Gayung pun bersambut. Menggunakan hasil survei itu sebagai pijakan, Wakil Sekretaris Jenderal PDIP Bidang Pemerintahan Ahmad Basarah menegaskan bahwa reshuffle kabinet perlu dilakukan dan sulit dihindari ketika tingkat kepuasan publik pada pemerintahan Joko Widodo-Jusuf Kalla rendah. Tercukupilah alasan untuk menggoreng isu reshuffle kabinet.

Apalagi, PDIP sudah membahas reshuffle kabinet itu dalam Kongres PDIP di Bali baru-baru ini. Alasan utamanya adalah soliditas pemerintahan yang masih mengkhawatirkan. Ada menteri atau pejabat setingkat menteri yang ditengarai menjalankan agenda tersembunyi. Beberapa nama menteri sudah diidentifikasi kinerjanya oleh PDIP.

Pada saatnya PDIP sebagai partai pengusung akan memberi masukan kepada Presiden soal figur menteri yang patut di-reshuffle. Masa depan karier Budi Gunawan mulai dimasukkan sebagai faktor pendorong reshuffle kabinet. Sebenarnya, kubu KMP sudah menangkap sinyal reshuffle kabinet itu sejak Januari 2015. Bukan dari siapa-siapa, melainkan langsung dari Presiden Jokowi.

Dalam pertemuan dengan Ketua Umum Partai Golkar Aburizal Bakrie, Ketua Umum Partai Gerindra Prabowo Subianto, dan Presiden Partai Keadilan Sejahtera Anis Matta di Istana Negara maupun Istana Bogor, Presiden Jokowi sudah menawarkan kursi menteri. Dengan mengajukan tawaran itu, Presiden memang sudah merencanakan reshuffle kabinet.

Kalau tak ada rencana reshuffle, Presiden tak mungkin mengajukan tawaran itu. Namun, tawaran itu ditolak tiga ketua umum partai itu untuk menjaga eksistensi KMP di DPR. Memang, ada urgensi bagi Presiden untuk melakukan reshuffle kabinet. Presiden harus ekstrahati-hati dalam menyikapi aspirasi publik tentang harga kebutuhan pokok.

Tinggi-rendahnya popularitas pemimpin pemerintahan sedikit-banyak ditentukan oleh faktor yang satu ini. Karena itu, Presiden sebaiknya membentuk tim ekonomi yang kuat. Selain fokus pada proyek-proyek besar di bidang infrastruktur, tim ekonomi itu juga secara konsisten harus peduli pada isu kebutuhan pokok. Presiden Jokowi telah mengubah kebijakan subsidi energi.

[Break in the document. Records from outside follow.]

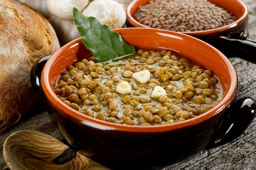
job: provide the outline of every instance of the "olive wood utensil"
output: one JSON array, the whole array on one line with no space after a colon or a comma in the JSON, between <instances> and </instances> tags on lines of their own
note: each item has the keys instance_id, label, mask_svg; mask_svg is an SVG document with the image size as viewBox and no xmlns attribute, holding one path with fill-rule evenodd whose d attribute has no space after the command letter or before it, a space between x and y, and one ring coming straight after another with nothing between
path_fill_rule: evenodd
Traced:
<instances>
[{"instance_id":1,"label":"olive wood utensil","mask_svg":"<svg viewBox=\"0 0 256 170\"><path fill-rule=\"evenodd\" d=\"M4 143L3 153L11 170L110 169L57 139L34 130L10 135Z\"/></svg>"}]
</instances>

Perubahan mendasar yang dampaknya langsung dirasakan rakyat adalah membiarkan harga eceran bahan bakar minyak (BBM) dibentuk seturut mekanisme pasar. Harga BBM turun-naik tanpa disosialisasikan. Dampaknya sangat luas dan strategis karena menyentuh harga kebutuhan pokok dan tarif jasa angkutan. Harga dan tarif bisa turun-naik kapan saja.

Dalam situasi seperti itu, pemerintah tidak boleh diam saja. Pemerintah sebagai regulator harus hadir di pasar untuk menstimulus harga dan pasokan agar segala sesuatunya terkendali dan terjangkau oleh rakyat kebanyakan. Itulah pekerjaan besar yang harus selalu diantisipasi pemerintah pusat maupun pemerintah daerah di semua provinsi.

Konsekuensinya, harus ada koordinasi berkesinambungan antara tim ekonomi di Kabinet Kerja dan semua pemerintahan provinsi. Dalam agenda reshuffle kabinet, Presiden Jokowi hendaknya mempertimbangkan pentingnya sebuah tim ekonomi yang mampu mengamankan kebutuhan pokok rakyat.

Mengelola persoalan yang satu ini makin rumit. Rakyat hanya minta agar pemerintah sebagai regulator harus responsif. Pemerintah harus lebih sensitif terhadap ketidaknyamanan rakyat akibat lonjakan harga kebutuhan pokok.

Kita tidak ingin pemerintahan Jokowi ini hanya melahirkan republik komedi dengan kebijakan lucu-lucuan dan sembrono. Serta, Presiden yang kewenangan sudah terdiskon habis karena stigma petugas partai menjadi hanya setengah presiden.